An sich ist es ja zu begrüßen, was Herr Döppner seinen Mitarbeitern verkündet: Alle Arbeitsplätze im Axel-Springer-Verlag werden auf Macs umgestellt. Auch alle mobilen Geräte sollen durch Apple-Geräte ersetzt werden. Aber die Begründung ist doch ziemlich merkwürdig: „What you see is what you get, ein sehr nutzerorientierter Ansatz”.

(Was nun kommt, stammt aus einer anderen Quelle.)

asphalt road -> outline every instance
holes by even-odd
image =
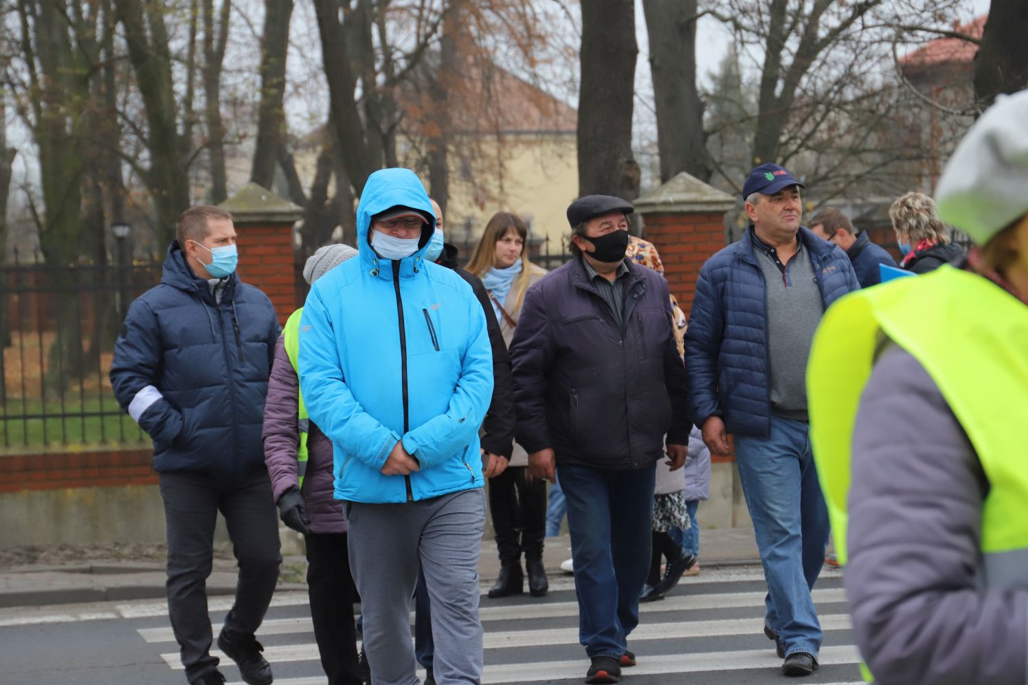
[[[837,573],[815,590],[825,628],[821,668],[804,683],[860,682],[856,649]],[[277,685],[324,685],[306,593],[277,594],[258,633]],[[638,665],[623,683],[656,685],[797,682],[763,636],[764,582],[759,569],[704,570],[665,600],[644,605],[629,639]],[[211,600],[215,635],[230,600]],[[544,599],[482,598],[483,683],[581,683],[588,661],[578,644],[571,578],[555,578]],[[238,671],[223,660],[230,683]],[[0,683],[10,685],[150,685],[184,683],[162,602],[107,603],[0,611]]]

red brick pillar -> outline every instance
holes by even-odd
[[[240,247],[240,278],[271,300],[279,323],[296,309],[293,225],[303,210],[256,183],[219,205],[231,213]]]
[[[632,204],[642,216],[642,238],[657,247],[671,294],[688,315],[700,267],[725,247],[725,212],[735,201],[683,172]]]

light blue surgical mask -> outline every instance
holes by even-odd
[[[404,259],[417,252],[417,238],[394,238],[377,230],[371,230],[371,247],[382,259]]]
[[[425,248],[425,260],[435,261],[439,258],[439,255],[443,253],[443,231],[436,228],[436,232],[432,233],[432,240],[429,241],[429,246]]]
[[[193,241],[193,243],[211,253],[211,263],[200,263],[204,264],[204,268],[207,269],[207,273],[216,279],[223,279],[231,276],[232,272],[235,271],[236,264],[240,263],[240,253],[235,249],[234,245],[223,245],[221,247],[210,249],[199,243],[196,243],[196,241]]]

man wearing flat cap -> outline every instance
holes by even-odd
[[[665,434],[675,469],[689,441],[667,283],[625,259],[633,211],[610,195],[572,203],[575,258],[528,289],[510,348],[516,438],[535,476],[559,473],[567,501],[589,683],[635,663],[655,465]]]
[[[435,215],[413,172],[369,176],[357,226],[359,255],[310,288],[299,375],[310,420],[332,440],[365,652],[375,683],[417,685],[410,599],[420,566],[435,678],[479,683],[485,313],[464,279],[426,261]]]
[[[706,260],[686,331],[693,422],[735,457],[767,580],[764,634],[782,672],[817,669],[823,633],[810,590],[829,524],[810,450],[807,357],[824,310],[859,285],[849,257],[800,223],[803,184],[774,164],[743,185],[752,222]]]

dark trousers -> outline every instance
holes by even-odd
[[[345,533],[311,533],[307,543],[307,597],[315,641],[329,685],[361,685],[357,664],[354,602]]]
[[[579,642],[586,654],[619,658],[639,622],[650,570],[656,469],[557,465],[567,500]]]
[[[527,466],[511,466],[489,478],[489,514],[504,564],[543,557],[546,537],[546,482],[530,477]]]
[[[168,611],[186,679],[192,682],[218,666],[210,654],[207,612],[218,512],[225,517],[240,567],[235,603],[225,617],[229,638],[256,633],[271,603],[282,564],[279,516],[263,469],[235,482],[203,473],[161,473],[160,497],[168,524]]]

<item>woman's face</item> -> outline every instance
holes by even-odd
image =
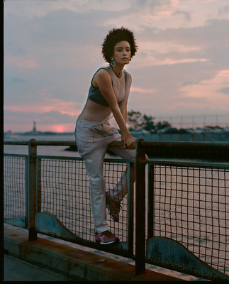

Also ich habe ja schon viel über das Mac OS gehört und auch geschrieben. Für mich und meine Arbeitsweise ist es von den drei großen Arbeitsplatzbetriebssystemen das beste. Ich finde mich schneller zurecht, arbeite auch mit mehr Spaß an dem Gerät. Aber wie ein Betriebssystem (!) einen WYSIWYG-Ansatz bieten soll, das möge mir Herr Döppner doch bitte mal erläutern. Ich meine, das Dock ist ja schön, die Suche ist auch klasse, WYSIWYG? Bitte? Und wenn man pinkeln muß, knöpft das Mac OS einem gleich auch noch die Hose auf? Und mit dem iPhone kann man sich rasieren?
Herr Döppner sollte sich dringend mit den Vokabeln vertraut machen, bevor er sie gebraucht.
5. Juli, 2008 at 00:54
der leicht verwirrte Mann aus dem Fachbereich Schweinepresse heisst „Döpfner“
5. Juli, 2008 at 00:55
Aber „Döppner“ klingt deppiger. Das hat schon alles seine Richtigkeit hier.
5. Juli, 2008 at 09:18
Genauso ist es.
5. Juli, 2008 at 12:23
Vor 5,7 Mrd. Jahren verspeiste ich einen Bohnensalat. Daraufhin entfuhr mir ein Furz. Ihr kennt dieses Ereignis als euren Urknall.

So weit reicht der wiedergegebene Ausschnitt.